La commedia degli errori
di William Shakespeare
La Commedia degli errori, considerata da alcuni il primo testo di Shakespeare, oscilla tra gli estremi della farsa e quelli della commedia romantica.
Definita una “farsa poetica”, prende forza dal grande divertimento per l’aggressività e la violenza generate dal verificarsi di situazioni improbabili nella vita di ogni giorno: due coppie di gemelli identici, vestiti in maniera simile, si ritrovano nella stessa città, nello stesso giorno. L’inaccettabile diventa accettabile, l’assurdo e quello che ha senso entrano in collisione e la follia e la sensatezza combattono fra loro per prevalere. La capacità dei personaggi di vedere la realtà è messa in crisi da un gioco di specchi che crea grande confusione, ma è l’impossibilità di vedere il reale nel momento in cui si è troppo presi da sé stessi a causare una vera miopia nei confronti di quanto accade. Un fenomeno familiare anche agli umani del ventunesimo secolo: la cecità autoreferenziale apre la porta al caos e alla confusione e la visione degli altri si confonde mentre vacilla la percezione di sé.

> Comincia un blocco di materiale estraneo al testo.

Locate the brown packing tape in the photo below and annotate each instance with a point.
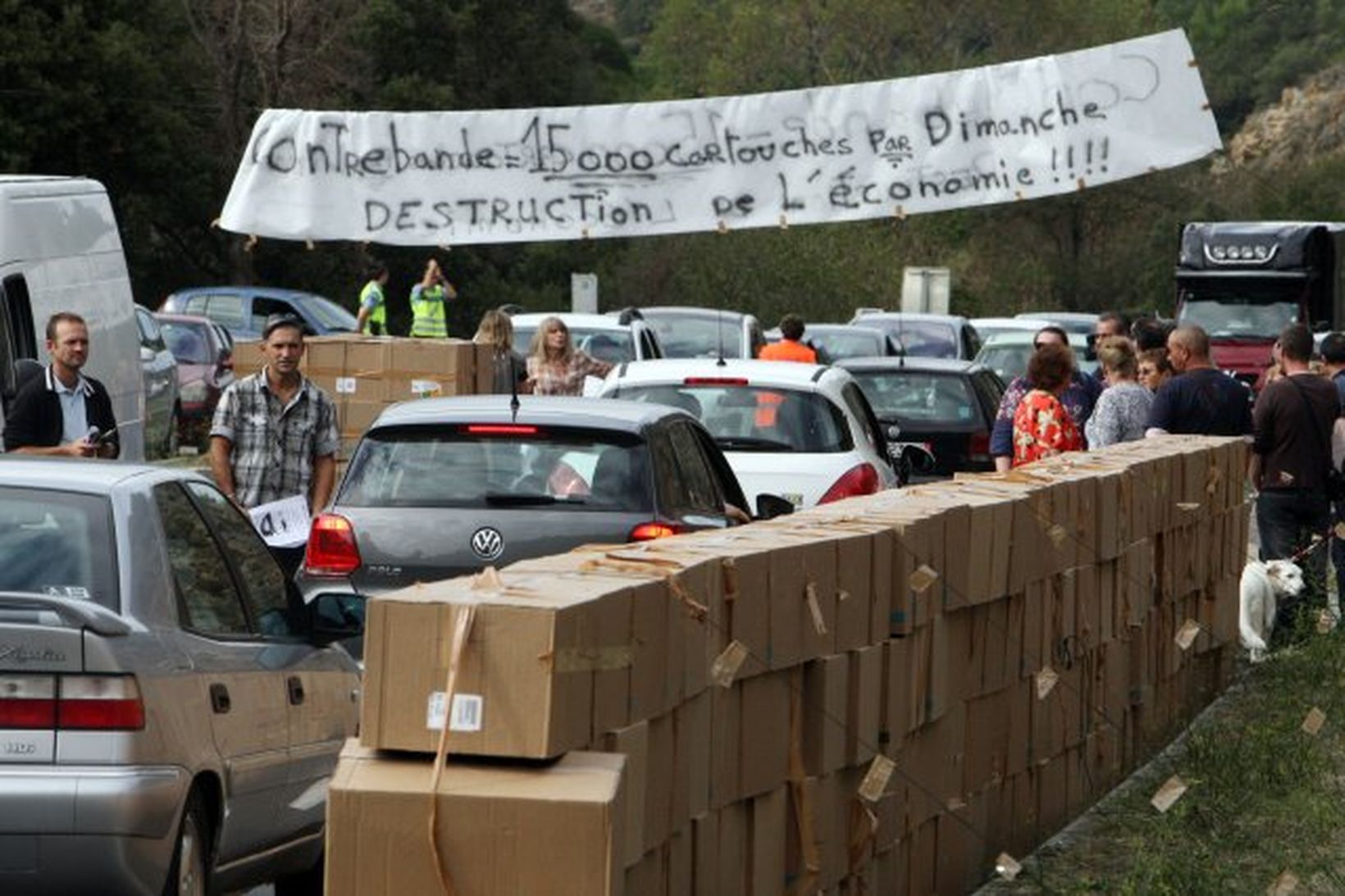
(592, 658)
(1166, 795)
(460, 633)
(725, 666)
(876, 780)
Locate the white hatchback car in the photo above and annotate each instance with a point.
(803, 432)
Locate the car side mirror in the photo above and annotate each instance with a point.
(335, 616)
(773, 506)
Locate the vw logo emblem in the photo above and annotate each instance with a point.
(487, 543)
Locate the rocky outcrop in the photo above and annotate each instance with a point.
(1306, 124)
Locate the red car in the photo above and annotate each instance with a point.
(205, 356)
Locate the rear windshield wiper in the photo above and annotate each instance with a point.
(747, 443)
(508, 499)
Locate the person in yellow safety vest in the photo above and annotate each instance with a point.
(373, 303)
(429, 303)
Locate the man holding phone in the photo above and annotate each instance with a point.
(63, 412)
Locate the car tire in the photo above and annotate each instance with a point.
(306, 883)
(189, 873)
(172, 440)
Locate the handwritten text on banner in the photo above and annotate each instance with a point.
(998, 134)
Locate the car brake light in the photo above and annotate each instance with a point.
(331, 548)
(100, 703)
(978, 447)
(27, 701)
(649, 532)
(861, 480)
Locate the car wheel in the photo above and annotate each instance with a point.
(174, 439)
(190, 868)
(307, 883)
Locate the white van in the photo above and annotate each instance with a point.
(59, 251)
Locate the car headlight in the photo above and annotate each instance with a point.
(195, 390)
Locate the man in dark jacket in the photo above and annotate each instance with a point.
(58, 412)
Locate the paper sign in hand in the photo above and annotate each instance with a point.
(283, 524)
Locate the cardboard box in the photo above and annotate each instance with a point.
(825, 712)
(557, 829)
(632, 743)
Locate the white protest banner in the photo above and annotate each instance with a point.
(973, 138)
(283, 524)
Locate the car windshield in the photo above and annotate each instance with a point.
(918, 396)
(1238, 316)
(613, 346)
(697, 335)
(57, 544)
(923, 338)
(328, 314)
(499, 466)
(743, 417)
(189, 343)
(840, 343)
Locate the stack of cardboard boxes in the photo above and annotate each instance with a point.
(1014, 644)
(366, 375)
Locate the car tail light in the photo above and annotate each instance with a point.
(27, 701)
(978, 447)
(100, 703)
(499, 430)
(649, 532)
(331, 548)
(861, 480)
(85, 703)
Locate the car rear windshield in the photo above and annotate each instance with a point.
(189, 343)
(499, 466)
(911, 396)
(613, 346)
(744, 417)
(54, 543)
(695, 337)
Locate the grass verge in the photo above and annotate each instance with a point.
(1263, 797)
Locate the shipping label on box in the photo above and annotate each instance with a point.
(500, 829)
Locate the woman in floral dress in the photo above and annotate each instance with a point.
(1042, 425)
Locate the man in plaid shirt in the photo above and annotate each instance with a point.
(275, 432)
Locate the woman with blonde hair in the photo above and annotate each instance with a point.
(556, 366)
(496, 331)
(1122, 411)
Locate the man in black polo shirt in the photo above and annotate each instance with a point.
(1293, 420)
(57, 412)
(1202, 400)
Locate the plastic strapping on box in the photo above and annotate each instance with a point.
(1283, 885)
(725, 666)
(466, 616)
(590, 658)
(810, 595)
(1168, 794)
(802, 802)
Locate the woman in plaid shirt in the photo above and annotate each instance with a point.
(556, 366)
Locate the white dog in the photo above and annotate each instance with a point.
(1262, 587)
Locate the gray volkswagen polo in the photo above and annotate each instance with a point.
(447, 486)
(170, 709)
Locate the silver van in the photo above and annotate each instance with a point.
(61, 251)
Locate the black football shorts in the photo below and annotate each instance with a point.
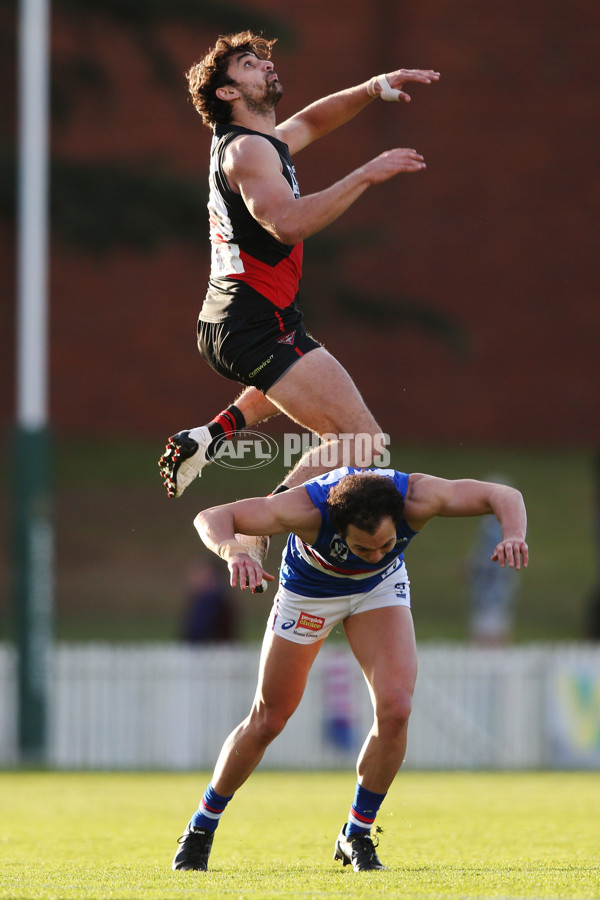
(255, 352)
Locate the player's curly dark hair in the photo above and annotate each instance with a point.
(210, 73)
(363, 500)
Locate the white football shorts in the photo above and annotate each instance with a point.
(307, 619)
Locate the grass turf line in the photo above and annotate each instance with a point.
(446, 835)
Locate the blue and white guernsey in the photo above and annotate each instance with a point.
(328, 568)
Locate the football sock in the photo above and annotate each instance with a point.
(212, 807)
(224, 426)
(363, 811)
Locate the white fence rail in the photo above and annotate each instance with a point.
(170, 707)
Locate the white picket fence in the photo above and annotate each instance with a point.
(170, 706)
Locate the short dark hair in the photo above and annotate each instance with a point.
(364, 500)
(210, 73)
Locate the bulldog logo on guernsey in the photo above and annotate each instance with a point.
(313, 623)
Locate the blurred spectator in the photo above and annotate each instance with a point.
(492, 588)
(209, 614)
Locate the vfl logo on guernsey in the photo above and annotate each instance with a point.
(338, 549)
(295, 185)
(313, 623)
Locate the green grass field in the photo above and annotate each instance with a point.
(453, 835)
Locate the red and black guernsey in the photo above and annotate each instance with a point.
(252, 273)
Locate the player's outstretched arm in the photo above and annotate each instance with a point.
(217, 527)
(328, 113)
(252, 166)
(429, 496)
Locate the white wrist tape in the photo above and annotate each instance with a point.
(387, 92)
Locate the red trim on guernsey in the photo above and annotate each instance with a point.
(227, 423)
(279, 283)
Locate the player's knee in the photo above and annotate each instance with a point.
(268, 723)
(393, 712)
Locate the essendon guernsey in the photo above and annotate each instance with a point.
(251, 271)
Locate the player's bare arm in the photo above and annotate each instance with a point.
(280, 514)
(253, 168)
(429, 496)
(329, 113)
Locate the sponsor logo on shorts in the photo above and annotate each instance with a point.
(287, 338)
(261, 367)
(313, 623)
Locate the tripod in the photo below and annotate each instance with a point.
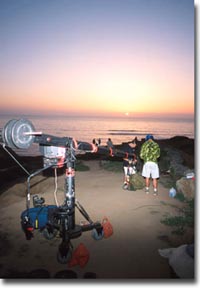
(57, 152)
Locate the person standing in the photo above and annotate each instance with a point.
(149, 153)
(129, 162)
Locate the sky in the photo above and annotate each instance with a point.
(97, 57)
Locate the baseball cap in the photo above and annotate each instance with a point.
(149, 136)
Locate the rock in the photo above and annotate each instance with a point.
(181, 260)
(186, 187)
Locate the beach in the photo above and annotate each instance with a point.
(130, 253)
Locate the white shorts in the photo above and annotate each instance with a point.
(150, 169)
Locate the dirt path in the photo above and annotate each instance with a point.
(131, 252)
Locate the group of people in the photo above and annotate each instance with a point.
(149, 153)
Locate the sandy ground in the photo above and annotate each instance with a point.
(131, 252)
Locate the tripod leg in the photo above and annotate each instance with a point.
(64, 253)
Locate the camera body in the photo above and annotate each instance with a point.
(53, 156)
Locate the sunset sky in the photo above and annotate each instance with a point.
(103, 57)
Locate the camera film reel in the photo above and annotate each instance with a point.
(17, 134)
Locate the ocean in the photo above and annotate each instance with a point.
(121, 129)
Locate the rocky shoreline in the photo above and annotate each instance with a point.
(177, 157)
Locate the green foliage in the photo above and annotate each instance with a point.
(114, 166)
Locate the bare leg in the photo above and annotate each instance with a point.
(155, 183)
(147, 182)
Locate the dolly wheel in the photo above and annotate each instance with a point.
(49, 233)
(97, 234)
(64, 253)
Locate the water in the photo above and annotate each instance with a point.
(118, 129)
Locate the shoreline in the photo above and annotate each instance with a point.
(10, 172)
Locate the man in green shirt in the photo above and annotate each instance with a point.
(150, 152)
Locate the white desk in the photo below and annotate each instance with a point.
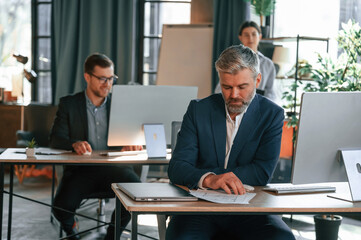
(262, 203)
(9, 156)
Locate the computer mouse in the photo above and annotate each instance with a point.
(248, 188)
(87, 153)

Nella commedia, una volta che il ritmo crescente, nutrito dalle passioni, esplode, la crisi si risolve in un senso di riconciliazione. Sospesa fra sapere e non sapere, la storia assume una valenza filosofica nel momento in cui proprio in questa oscillazione si intravede una costante che rende possibile la scoperta dell’identità. Non è sufficiente un singolo punto di vista: per interpretare il reale è necessario interagire con il mondo e con la comunità. La commedia si rivela così non soltanto un’escursione nel fantastico e nell’improbabile, ma un viaggio verso l’integrazione sociale, familiare e personale.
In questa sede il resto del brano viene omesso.